Because "B" (Vatican) and "Aleph" (Sinai) remove both verses, so does the NKJV in the footnotes; so does the NASV (by putting them in brackets); and so does the NIV. So do the other modern versions and perversions. In so doing, they take away the fires of hell. Is this not a major doctrine? ... Now these false Egyptian Greek texts and the false English perversions will assist them in their heresy of a "fireless hell"!
Again, neither a widespread position, nor the exclusive basis of the claim.
John 6:47. Let me see if you can accurately lead a soul to Christ using exclusively Jn. 6:47 as rendered in the new versions. Note John 6:47 in the KJV, where the Lord Jesus declared: "Verily, verily, I say unto you, He that believeth on me hath everlasting life."

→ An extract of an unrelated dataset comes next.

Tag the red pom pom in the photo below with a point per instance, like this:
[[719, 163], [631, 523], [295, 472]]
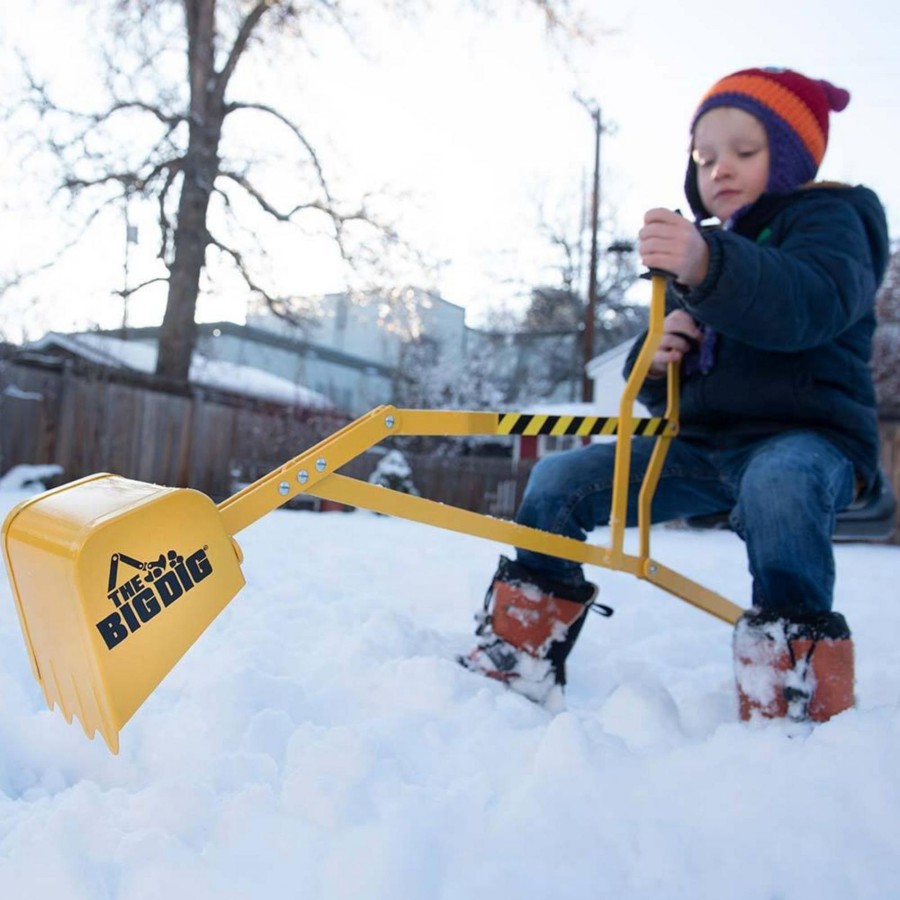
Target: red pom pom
[[838, 98]]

That verse is as clear as a bell, on how to receive "everlasting life." But, the Westcott and Hort Greek text, following the "B" (Vatican) and "Aleph" (Sinai) manuscripts, takes out those two vital and precious words, "on me." Because of their reliance on these false Egyptian Greek texts, the NIV also removes "on me." So does the NASV. So does the NKJV in the footnotes. So do the other modern versions and perversions. If you're trying to lead a soul to Christ with those new versions and perversions, using Jn. 6:47 exclusively, you'll never lead them to Christ, because "on me" (Christ) is gone from that verse in their perversions! All they say is something like this: "Whoever believes has everlasting life." Believes what? Their verse doesn't say. Their verse merely says "believes." According to these perversions of John 6:47, if I were to believe in atheism, Christ promises me everlasting life. The same if I believe in humanism, or in the Easter Bunny, or the Tooth Fairy, or in Santa Claus, or in Rudloph the Red-Nose Reindeer, or in Bugs Bunny, or in Buddhism, Taoism, Judaism, Modernism, or in anything else! That's major false doctrine in my judgement, and it stems directly from false Greek texts and false English perversions!
Okay, so we're missing the words "on me" from believes "on me". From the whole of Scripture, does anybody really think John 6:47 allows belief in Santa Claus to get you into heaven?
Romans 1:16. Here's what it says in the accurate KJV: "For I am not ashamed of the gospel of Christ: for it is the power of God unto salvation to every one that believeth; to the Jew first, and also to the Greek."
The heretical Greek texts of "B" (Vatican) and "Aleph" (Sinai) remove the two words, "of Christ" in this verse. Because of this, the NIV also removes these words. So does the NASV. So does the NKJV in the footnotes. So do the other modern versions and perversions. This certainly is doctrine. "Gospel" means "good news" or a "good announcement." What "gospel" could be inserted there instead of the "gospel of Christ"? Was it the good news about a pay raise? Was it the good news about a new car, a new hat, or a new house? No! It's the gospel or good news about Christ. That's doctrine! That's theology!
So, is the "Gospel" so radically different from the "Gospel of Christ"? Don't think its major.
John 7:8. Was the Lord Jesus Christ a liar? If you believe the false Greek text, "Aleph" (Sinai), and some of the versions, He was. Note Jn. 7:8: "Go ye up unto this feast: I go not up yet unto this feast; for my time is not yet full come."
According to the Greek text "Aleph" (Sinai), the word "yet" must be removed. The NASV omits it also. So does the NKJV in the footnotes. So do some other modern versions and perversions. Why do I say this removal of "yet" makes the Lord Jesus Christ out to be a liar? Because He went up to the feast in question. If He told his brethren that He was NOT going up to the feast, and then later went up to that feast, He would have told a lie, would He not? This certainly is a major theological doctrine. As in all of the other 356 doctrinal passages, the KJV has superior theology here. The perversions are inferior in their theology and doctrine! Stay away from them!
Is it just me, or is this a stretech?
Here's the point - a scholar doing his best to present "theological differences" between manuscript versions fails to make a compelling case that theology is fundamentally altered by manuscript evidence. I still challenge someone to show me a case where Bible "versions" really change theology dramatically.